Fifth Sunday of Easter ‘B’, IC 3:5;
A little platitude will serve
well for opening our sermon today: a man lives according to his loves. What we
desire, we pursue. That can be said of both good and wicked loves, of both good
and wicked people. And that why it’s so important for parents and teachers to
make every attempt to mold, shape and channel the driving desires of their
children in the earliest stages towards attaining good things. Once evil
affections enter in, they take possession and rule mightily by the power we
commonly call ‘passion’. Good desires too are motivating, and a love for Jesus,
inspired early on in life, can steer the course of all one’s days, landing him
in the place of eternal happiness thereafter.
If one’s cultivated love is
for what is evil we have the consequence of what Our Lord spoke where He said
that whoever commits sin is the slave of sin. It is the wish of Christ that we
should be free and happy. But if sin binds us to evils, certainly we will be
miserable. While no one in his right mind wants to be a slave, the devil uses
our immoderate desires to make war on us.

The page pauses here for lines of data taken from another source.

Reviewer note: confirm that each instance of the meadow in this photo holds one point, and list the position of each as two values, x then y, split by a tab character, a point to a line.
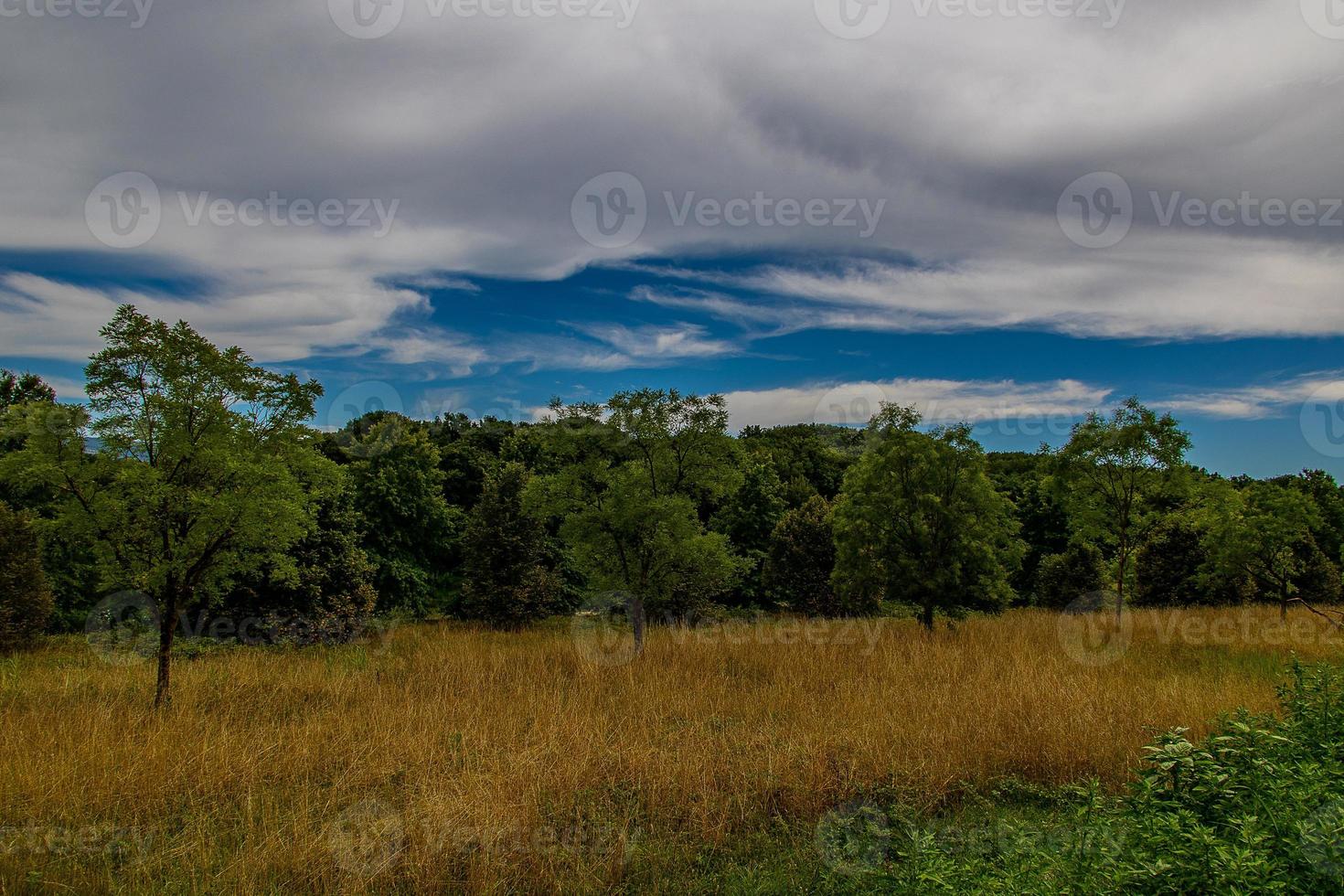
443	756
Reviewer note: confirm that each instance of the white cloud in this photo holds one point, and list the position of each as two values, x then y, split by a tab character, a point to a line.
969	128
940	400
1257	402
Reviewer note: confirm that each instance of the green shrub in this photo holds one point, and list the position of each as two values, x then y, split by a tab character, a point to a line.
800	559
1063	578
1255	807
25	597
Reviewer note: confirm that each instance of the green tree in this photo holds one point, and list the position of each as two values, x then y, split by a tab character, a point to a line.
1169	564
507	579
194	477
25	597
1117	472
20	389
1069	575
801	558
411	532
629	489
1257	531
323	592
920	521
748	517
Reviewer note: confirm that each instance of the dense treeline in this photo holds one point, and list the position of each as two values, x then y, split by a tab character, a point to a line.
192	477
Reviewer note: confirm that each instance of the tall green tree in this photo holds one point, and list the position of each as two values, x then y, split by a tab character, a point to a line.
507	579
801	558
1117	470
25	598
918	521
748	517
631	480
20	389
325	589
194	475
411	531
1258	531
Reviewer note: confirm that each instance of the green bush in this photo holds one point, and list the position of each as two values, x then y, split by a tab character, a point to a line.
800	559
25	597
1063	578
1255	807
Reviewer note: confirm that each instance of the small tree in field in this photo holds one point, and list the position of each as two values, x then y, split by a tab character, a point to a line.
801	558
25	597
1115	469
1069	575
1260	532
192	480
920	521
507	581
628	491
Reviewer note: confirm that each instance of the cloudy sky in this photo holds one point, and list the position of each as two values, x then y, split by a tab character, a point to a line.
1009	211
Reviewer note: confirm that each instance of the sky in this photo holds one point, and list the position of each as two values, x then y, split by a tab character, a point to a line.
1003	211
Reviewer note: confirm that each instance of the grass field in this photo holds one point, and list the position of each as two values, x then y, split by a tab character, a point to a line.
443	756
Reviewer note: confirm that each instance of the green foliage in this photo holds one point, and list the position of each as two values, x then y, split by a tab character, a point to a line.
920	521
1168	567
411	532
194	478
507	581
326	592
748	518
801	559
1043	524
1260	532
808	458
25	598
628	495
1255	807
1118	475
20	389
1067	577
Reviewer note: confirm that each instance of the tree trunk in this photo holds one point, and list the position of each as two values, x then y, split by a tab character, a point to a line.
637	623
167	627
1120	586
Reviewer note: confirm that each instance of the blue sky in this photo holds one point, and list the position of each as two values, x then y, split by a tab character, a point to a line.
572	317
998	215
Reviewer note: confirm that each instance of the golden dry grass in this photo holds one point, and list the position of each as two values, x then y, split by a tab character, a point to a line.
452	758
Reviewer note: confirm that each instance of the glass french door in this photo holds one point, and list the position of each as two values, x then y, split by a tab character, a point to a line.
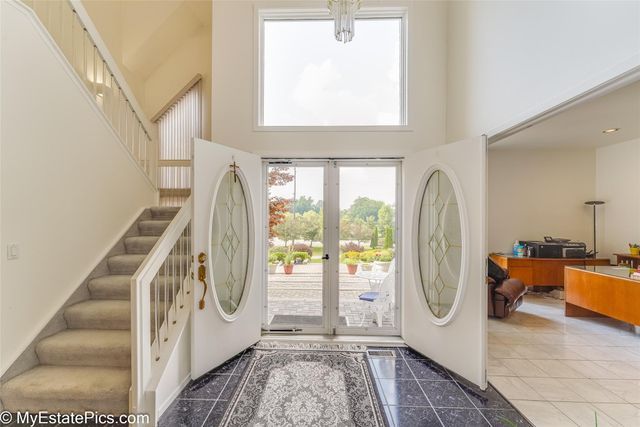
297	290
332	247
366	207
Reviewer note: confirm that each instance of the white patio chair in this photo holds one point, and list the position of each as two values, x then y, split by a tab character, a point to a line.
381	301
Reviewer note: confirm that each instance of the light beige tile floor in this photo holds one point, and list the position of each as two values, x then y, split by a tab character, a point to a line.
563	371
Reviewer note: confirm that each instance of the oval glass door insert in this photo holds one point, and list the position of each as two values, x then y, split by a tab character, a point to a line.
440	244
230	242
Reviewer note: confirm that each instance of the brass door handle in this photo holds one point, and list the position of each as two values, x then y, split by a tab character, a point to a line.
202	276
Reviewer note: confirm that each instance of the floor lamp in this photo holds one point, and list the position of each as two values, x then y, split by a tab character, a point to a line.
594	203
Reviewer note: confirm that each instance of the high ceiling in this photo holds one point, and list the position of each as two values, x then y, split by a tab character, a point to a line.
153	29
581	126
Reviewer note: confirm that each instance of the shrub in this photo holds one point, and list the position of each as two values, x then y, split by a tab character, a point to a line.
351	247
299	256
303	247
374	237
388	238
275	259
277	254
351	261
350	256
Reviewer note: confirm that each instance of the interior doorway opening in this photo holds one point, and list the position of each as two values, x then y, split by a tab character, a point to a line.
331	249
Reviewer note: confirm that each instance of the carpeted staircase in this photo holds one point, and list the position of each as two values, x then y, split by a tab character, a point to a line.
87	365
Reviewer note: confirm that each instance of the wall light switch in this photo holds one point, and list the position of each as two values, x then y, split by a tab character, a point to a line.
13	251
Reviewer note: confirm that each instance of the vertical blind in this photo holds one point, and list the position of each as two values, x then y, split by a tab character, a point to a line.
177	127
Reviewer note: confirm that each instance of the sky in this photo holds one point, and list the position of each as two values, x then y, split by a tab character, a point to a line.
312	79
378	183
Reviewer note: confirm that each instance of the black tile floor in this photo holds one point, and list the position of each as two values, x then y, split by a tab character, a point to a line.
413	390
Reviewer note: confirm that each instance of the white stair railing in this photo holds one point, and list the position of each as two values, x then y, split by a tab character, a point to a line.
70	34
160	291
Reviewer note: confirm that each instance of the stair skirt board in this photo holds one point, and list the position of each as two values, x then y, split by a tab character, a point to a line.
81	359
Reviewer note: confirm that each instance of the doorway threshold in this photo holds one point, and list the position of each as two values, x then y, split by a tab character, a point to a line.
380	341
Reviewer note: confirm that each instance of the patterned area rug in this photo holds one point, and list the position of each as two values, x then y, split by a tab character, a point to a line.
289	384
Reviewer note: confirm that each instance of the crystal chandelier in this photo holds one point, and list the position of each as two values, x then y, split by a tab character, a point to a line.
343	12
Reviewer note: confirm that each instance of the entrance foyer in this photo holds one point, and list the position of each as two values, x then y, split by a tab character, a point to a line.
332	246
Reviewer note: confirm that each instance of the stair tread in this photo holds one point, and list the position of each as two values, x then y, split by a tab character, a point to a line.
99	314
125	263
118	286
153	227
65	387
86	347
140	244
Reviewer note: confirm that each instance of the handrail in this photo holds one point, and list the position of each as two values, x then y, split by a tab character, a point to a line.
78	45
155	310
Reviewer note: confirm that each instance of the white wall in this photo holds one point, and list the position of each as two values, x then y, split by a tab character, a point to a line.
193	57
234	63
537	193
68	187
616	184
509	60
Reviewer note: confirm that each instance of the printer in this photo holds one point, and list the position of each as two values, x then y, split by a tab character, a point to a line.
556	248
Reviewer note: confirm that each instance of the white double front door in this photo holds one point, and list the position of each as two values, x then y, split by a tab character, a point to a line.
424	278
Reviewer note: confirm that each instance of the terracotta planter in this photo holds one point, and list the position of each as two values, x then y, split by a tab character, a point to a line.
352	268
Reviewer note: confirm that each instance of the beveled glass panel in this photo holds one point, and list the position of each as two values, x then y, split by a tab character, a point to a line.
230	243
439	244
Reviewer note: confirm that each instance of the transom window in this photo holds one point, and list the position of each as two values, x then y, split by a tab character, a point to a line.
308	78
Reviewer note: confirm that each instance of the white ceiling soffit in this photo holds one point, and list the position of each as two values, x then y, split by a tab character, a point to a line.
154	29
581	126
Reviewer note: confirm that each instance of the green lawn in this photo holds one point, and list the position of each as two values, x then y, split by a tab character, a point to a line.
316	257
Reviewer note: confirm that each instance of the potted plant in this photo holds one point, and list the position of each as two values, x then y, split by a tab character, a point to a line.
352	265
288	264
273	263
351	259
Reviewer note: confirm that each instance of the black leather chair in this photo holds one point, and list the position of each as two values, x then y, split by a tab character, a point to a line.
504	294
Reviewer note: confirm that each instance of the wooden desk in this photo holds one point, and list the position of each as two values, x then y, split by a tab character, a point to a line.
541	271
597	291
631	259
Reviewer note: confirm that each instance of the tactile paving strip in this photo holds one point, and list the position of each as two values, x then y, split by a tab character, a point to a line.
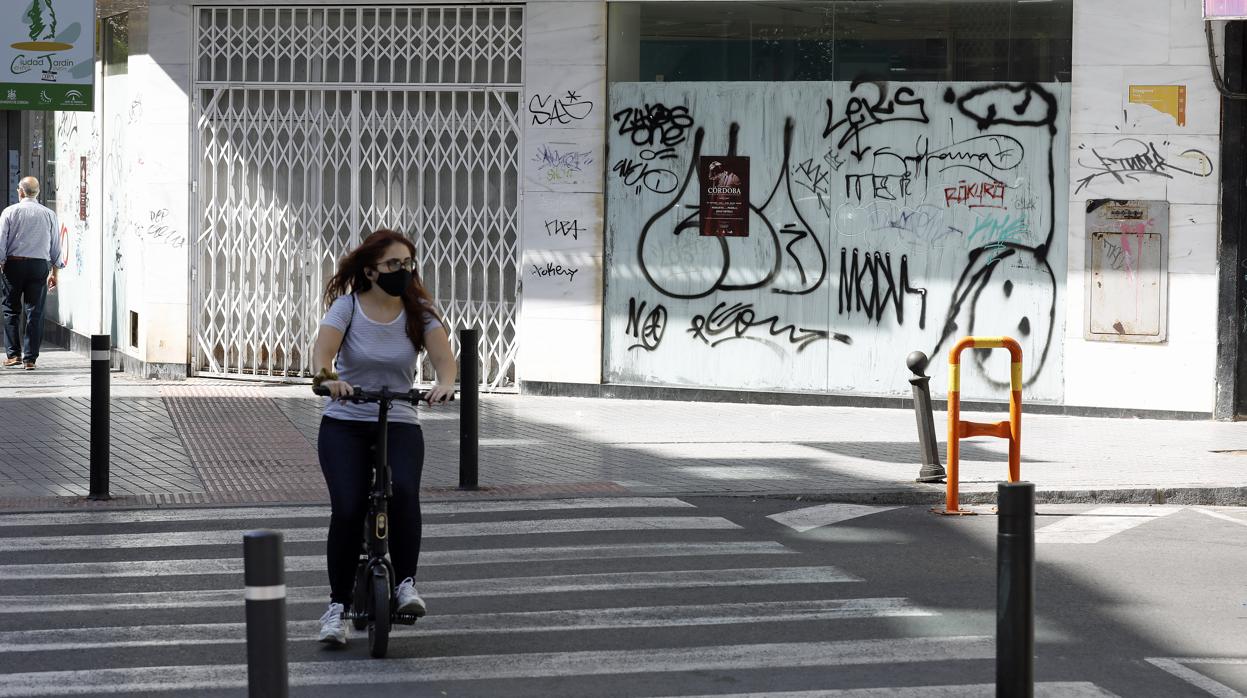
243	446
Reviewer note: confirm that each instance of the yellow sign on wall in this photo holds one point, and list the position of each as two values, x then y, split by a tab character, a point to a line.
1165	99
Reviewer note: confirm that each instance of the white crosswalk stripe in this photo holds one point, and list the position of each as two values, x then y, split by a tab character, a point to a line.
316	535
435	559
520	666
95	608
824	515
1099	524
480	623
240	512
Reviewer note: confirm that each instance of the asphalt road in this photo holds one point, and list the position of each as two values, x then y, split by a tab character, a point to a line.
654	597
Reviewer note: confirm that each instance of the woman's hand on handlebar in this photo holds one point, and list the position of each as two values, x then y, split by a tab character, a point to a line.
439	394
338	389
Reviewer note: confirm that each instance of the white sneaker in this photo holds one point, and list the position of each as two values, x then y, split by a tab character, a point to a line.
409	600
333	626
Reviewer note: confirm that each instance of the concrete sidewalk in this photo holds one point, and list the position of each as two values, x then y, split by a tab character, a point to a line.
217	441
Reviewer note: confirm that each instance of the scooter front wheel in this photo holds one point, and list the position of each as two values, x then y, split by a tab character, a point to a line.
361	597
379	622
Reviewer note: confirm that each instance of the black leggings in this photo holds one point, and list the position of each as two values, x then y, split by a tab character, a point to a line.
344	460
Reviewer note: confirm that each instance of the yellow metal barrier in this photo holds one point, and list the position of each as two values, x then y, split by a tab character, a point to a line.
958	429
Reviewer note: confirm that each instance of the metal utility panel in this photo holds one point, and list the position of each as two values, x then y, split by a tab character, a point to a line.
1127	264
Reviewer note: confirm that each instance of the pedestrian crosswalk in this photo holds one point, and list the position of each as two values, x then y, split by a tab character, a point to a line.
551	597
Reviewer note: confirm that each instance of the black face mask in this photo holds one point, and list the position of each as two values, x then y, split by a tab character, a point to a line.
394	282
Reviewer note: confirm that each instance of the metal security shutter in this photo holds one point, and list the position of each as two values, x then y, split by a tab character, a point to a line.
318	125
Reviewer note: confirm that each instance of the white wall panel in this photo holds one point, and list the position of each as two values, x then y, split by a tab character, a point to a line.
952	210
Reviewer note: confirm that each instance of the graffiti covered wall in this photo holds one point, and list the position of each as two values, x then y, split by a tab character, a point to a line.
883	218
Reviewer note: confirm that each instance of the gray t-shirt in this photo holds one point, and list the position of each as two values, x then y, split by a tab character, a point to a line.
373	355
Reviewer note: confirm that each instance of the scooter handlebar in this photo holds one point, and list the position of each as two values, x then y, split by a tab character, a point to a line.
361	395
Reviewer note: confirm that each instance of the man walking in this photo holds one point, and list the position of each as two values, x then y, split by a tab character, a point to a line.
30	253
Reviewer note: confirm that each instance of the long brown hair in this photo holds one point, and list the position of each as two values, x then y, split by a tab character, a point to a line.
351	278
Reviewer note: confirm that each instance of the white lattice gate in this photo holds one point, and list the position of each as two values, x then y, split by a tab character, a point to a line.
318	125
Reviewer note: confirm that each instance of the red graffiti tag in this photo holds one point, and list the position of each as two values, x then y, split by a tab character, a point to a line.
977	195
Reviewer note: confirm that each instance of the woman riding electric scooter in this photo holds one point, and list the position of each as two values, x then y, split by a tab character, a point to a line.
379	319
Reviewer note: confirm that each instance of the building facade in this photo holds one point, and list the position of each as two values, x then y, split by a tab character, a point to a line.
907	172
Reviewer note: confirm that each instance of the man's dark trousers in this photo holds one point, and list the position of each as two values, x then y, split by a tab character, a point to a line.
25	288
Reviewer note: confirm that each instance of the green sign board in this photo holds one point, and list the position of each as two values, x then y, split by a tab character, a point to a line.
48	55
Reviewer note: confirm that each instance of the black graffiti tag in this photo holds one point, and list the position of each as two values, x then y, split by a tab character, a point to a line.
656	124
813	178
864	111
725	323
548	109
1025	105
1131	158
868	283
647	329
565	228
644	173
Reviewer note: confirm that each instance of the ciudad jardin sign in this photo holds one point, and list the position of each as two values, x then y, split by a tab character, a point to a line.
46	55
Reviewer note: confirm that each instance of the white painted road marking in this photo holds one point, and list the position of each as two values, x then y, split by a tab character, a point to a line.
1221	516
546	664
493	586
1177	667
479	623
238	512
182	539
1099	524
1054	689
802	520
430	557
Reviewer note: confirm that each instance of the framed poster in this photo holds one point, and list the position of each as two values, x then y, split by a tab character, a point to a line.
48	55
725	196
1225	9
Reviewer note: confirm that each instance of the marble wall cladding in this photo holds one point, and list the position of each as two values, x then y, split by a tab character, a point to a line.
1187	41
1106	35
564	160
1125	150
565	34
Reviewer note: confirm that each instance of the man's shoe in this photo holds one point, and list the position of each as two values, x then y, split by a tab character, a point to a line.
409	600
333	626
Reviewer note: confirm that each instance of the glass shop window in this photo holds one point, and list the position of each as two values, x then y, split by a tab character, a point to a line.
985	40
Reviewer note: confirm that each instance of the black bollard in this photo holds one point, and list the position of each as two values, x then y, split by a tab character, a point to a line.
469	408
264	576
100	365
1015	590
932	470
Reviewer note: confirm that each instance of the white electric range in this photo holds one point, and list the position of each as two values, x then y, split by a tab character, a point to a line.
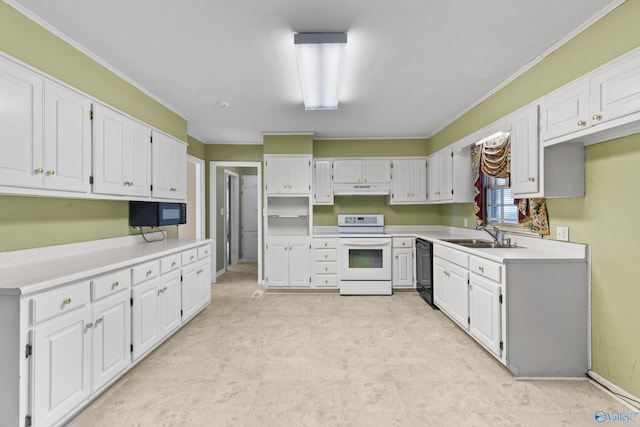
364	255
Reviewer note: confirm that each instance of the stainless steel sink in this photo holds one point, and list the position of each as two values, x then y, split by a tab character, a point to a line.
479	244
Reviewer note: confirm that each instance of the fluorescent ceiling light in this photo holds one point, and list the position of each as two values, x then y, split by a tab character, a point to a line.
320	64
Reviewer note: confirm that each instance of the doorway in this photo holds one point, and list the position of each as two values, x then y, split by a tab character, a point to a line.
224	178
231	218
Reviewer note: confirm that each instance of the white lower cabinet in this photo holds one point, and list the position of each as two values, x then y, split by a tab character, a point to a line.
403	263
486	312
145	309
288	262
61	366
111	339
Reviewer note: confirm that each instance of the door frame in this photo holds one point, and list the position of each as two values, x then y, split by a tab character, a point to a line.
231	227
213	207
200	194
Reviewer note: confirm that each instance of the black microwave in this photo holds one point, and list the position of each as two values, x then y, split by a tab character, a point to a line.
156	214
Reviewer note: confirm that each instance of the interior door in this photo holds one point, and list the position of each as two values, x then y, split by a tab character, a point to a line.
249	218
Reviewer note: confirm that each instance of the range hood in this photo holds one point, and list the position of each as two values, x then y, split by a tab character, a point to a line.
361	189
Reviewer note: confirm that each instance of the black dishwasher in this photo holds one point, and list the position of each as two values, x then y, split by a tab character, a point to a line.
424	267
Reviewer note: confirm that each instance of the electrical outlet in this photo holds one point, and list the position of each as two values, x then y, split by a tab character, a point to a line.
562	233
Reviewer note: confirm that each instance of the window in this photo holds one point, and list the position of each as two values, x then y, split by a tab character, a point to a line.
500	208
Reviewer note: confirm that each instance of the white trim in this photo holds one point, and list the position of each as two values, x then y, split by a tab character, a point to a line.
534	61
53	30
213	165
615	391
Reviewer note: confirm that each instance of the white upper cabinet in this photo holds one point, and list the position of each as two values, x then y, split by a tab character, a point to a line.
564	112
21	137
287	174
46	134
356	171
525	153
600	106
122	154
616	91
67	139
169	167
322	183
409	181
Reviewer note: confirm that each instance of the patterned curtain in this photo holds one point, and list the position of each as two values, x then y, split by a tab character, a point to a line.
493	159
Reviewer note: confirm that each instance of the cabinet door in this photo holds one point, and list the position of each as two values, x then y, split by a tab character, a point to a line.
525	154
446	174
322	184
458	303
418	180
401	185
376	171
402	268
189	292
440	284
136	160
278	263
203	275
276	175
616	92
144	317
67	139
61	366
299	175
485	312
111	339
170	304
169	162
433	183
564	112
21	161
347	171
299	255
108	151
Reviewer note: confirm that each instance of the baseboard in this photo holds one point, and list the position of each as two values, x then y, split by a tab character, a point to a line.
626	397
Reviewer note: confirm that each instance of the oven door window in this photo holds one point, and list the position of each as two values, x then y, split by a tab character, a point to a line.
365	258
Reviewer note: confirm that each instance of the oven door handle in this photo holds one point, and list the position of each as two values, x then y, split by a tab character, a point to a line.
368	242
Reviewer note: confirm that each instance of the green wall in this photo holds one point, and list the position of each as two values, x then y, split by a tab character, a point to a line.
27	222
612	175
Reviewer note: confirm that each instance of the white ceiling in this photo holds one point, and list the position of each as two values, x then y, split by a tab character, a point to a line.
412	65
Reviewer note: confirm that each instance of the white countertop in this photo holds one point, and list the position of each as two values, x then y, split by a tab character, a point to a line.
33	270
530	249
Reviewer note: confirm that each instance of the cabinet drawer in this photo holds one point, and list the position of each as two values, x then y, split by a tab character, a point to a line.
325	280
451	255
325	242
403	242
326	255
189	256
109	284
488	269
60	301
145	271
326	268
169	263
204	251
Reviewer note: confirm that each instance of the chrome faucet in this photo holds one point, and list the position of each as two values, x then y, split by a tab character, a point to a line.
494	231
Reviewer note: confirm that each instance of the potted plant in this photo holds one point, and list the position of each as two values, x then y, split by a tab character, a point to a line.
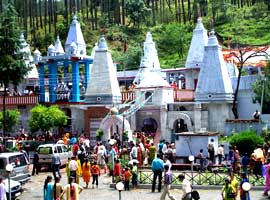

Wayward desires of the flesh compel
one to seek gratification of them by every means in his power, regardless of
God’s law. Yielding to sinful desire, appetites of the flesh become stronger
while the will suffers from weakness. The great King Solomon of the OT, so
renowned for his wisdom, once a builder of the Jerusalem temple, had a tragic
flaw, for he became ensnared by his sensual passions for a pagan woman and
consequently left off building the temple to promote her pagan gods. This is
the pattern for those with evil leanings. Those who live for their base
passions have not hesitated to abandon their spouses, children, jobs, their
fortunes, and even to commit murder in order to satisfy their unlawful desires.
This then is a formidable enemy for humanity.
Although we were endowed with
an intellect to be able to ascend to the contemplation of God, yet sinful
indulgences make a man subject himself to base appetites to be incited and
directed by the devil. Ours is such a putrid moral climate, however, that we
don’t seem to notice the pervasive depravity around us. We’ve become accustomed to it. As a man loves,
so he lives.
I have spoken briefly thus
far about the love of evil. But there is another love, a true love based on
true good. And the chief of all the goods that Christians have is their union
with God. Our Lord used the familiar simile of the vine. Just how close can one
get to the Lord? The connected branch to the vine was our Lord’s way of
expressing it. It is a most appropriate image since He foreknew that he was to
take the form of wine (made from the fruit of the vine) in the Holy Sacrament
of the Eucharist.
The passage from the
Imitation today concerns the effects of divine love. It is in the form of a
prayer that petitions Christ to set one free from evil passions and to heal his
heart from disorderly affections. The object of this reformation is to enable
the soul to love Christ without impediments.
Here is an excerpt from this
segment, so typical of the phrases of its author:
Love
is a mighty power; it lightens every burden. The love of Jesus is noble and
inspires us to great deeds. It moves us always to desire perfection. Love
aspires to high things and is held back by nothing base. Love longs to be free,
a stranger to every worldly desire. Nothing is sweeter than love, nothing
stronger, nothing higher, nothing more pleasant, for
love is born of God. Whoever loves God knows well the sound of His voice. A
loud cry in the ears of God is that burning love of the soul which exclaims, ‘My
God and my love, you are all mine, and I am all yours.’
As a man loves, so he lives.
The thing that ultimately will make us saints is not the fear of God’s
punishments–although that can be very useful. It must rather be the desire one
has in his heart for God. A lover is prepared to accept every hardship and
bitterness for the sake of the one loved. The Scriptures today are appealing to
our higher aspirations in our Christian vocation. We should want to be people
who are in love with God.
It is that which should be the defining thing about how we live.